Our results also show that E1A targets the transactivation domains of
p73 and not the sequence-specific DNA binding by p73. p300/CBP has been
shown to interact with the N terminus of p73 and to coactivate
p73-mediated transcription (39). In good correlation with this,
wild-type E1A, but not the N-terminal deletion mutant, inhibited
transcription mediated by the N-terminal activation domain of p73. E1A
also inhibited transcription mediated by the C-terminal activation
domain of p73. Although we do not know the actual mechanism of this
inhibition, one possibility is that there may be an additional site for
p300/CBP binding on p73, as the N-terminal deletion mutant of E1A
failed to inhibit transcription from the C-terminal activation domain
of p73. Another possibility is that another protein, p400, which is
known to bind to the N terminus of E1A, could also be involved in the
inhibition of the C-terminal activation domain of p73 by E1A (40). p400
is related to SWI/SNF factors, and binding of E1A to p400 could recruit
SWI/SNF complexes to chromatin, leading to either transcriptional
activation or repression (40).
The level of p73 protein is increased in response to expression of
certain cellular and viral oncogenes. Cellular oncogene E2F is a direct
transcriptional activator of p73 by binding to several E2F1-responsive
elements within the P1 promoter of p73 (41, 42). The level of p73
protein, similar to p53, is increased upon adenoviral infection
(23, 43). Adenoviral E1A and E1B proteins are responsible for this p73
stabilization. Upon activation, p73 induces p21WAF1/CIP1
and mounts a strong G1 arrest by inhibiting DNA synthesis,
which would prevent transformation. Our study has also shown that
endogenous p73 was stabilized by the expression of WT E1A. In addition,
we have shown that the N-terminal region of E1A, which is essential for
binding to the p300/CBP family of proteins, was not needed for p73
stabilization (Fig. 8). However, p73 stabilized by WT E1A was unable to
activate p21WAF1/CIP1, whereas p73 stabilized by the
N-terminal deletion mutant of E1A was able to activate
p21WAF1/CIP1. These results suggest a mechanism whereby E1A
could bring about a successful transformation by inhibiting the
transcriptional activation of p21WAF1/CIP1 by endogenous
p73 induced in response to expression of WT E1A. The N-terminal
deletion mutant, which did not inhibit p73-mediated transcription, was
also able to stabilize endogenous p73, but with a concomitant
activation of p21WAF1/CIP1, thus explaining the fact that
this N-terminal deletion mutant is unable to transform cells successfully.

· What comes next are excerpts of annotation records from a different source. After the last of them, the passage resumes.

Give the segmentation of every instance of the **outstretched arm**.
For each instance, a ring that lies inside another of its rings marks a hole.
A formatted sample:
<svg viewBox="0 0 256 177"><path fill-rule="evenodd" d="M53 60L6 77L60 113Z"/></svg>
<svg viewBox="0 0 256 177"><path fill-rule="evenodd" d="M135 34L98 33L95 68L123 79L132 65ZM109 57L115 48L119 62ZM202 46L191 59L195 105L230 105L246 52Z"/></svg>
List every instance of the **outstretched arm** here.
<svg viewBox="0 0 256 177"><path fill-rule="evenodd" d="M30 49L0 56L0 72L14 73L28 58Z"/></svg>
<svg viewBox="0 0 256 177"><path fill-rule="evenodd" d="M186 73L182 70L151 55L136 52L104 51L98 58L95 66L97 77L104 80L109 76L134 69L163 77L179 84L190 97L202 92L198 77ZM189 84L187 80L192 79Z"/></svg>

Our study suggests that E1A bypasses important cell cycle checkpoints
by inhibiting transcriptional activation by p73. The benefits from
inhibition of p73-mediated p21WAF1/CIP1 induction are
2-fold. First, inhibition of p73-mediated induction of
p21WAF1/CIP1 would relieve a block at the G1/S
boundary because complexes between cyclin and
cyclin-dependent kinase associated with G1/S progression would remain activated. Second, it would also relieve a
block during DNA synthesis, as it has been shown that
p21WAF1/CIP1 interacts with proliferating cell nuclear
antigen and affects processive DNA synthesis (44).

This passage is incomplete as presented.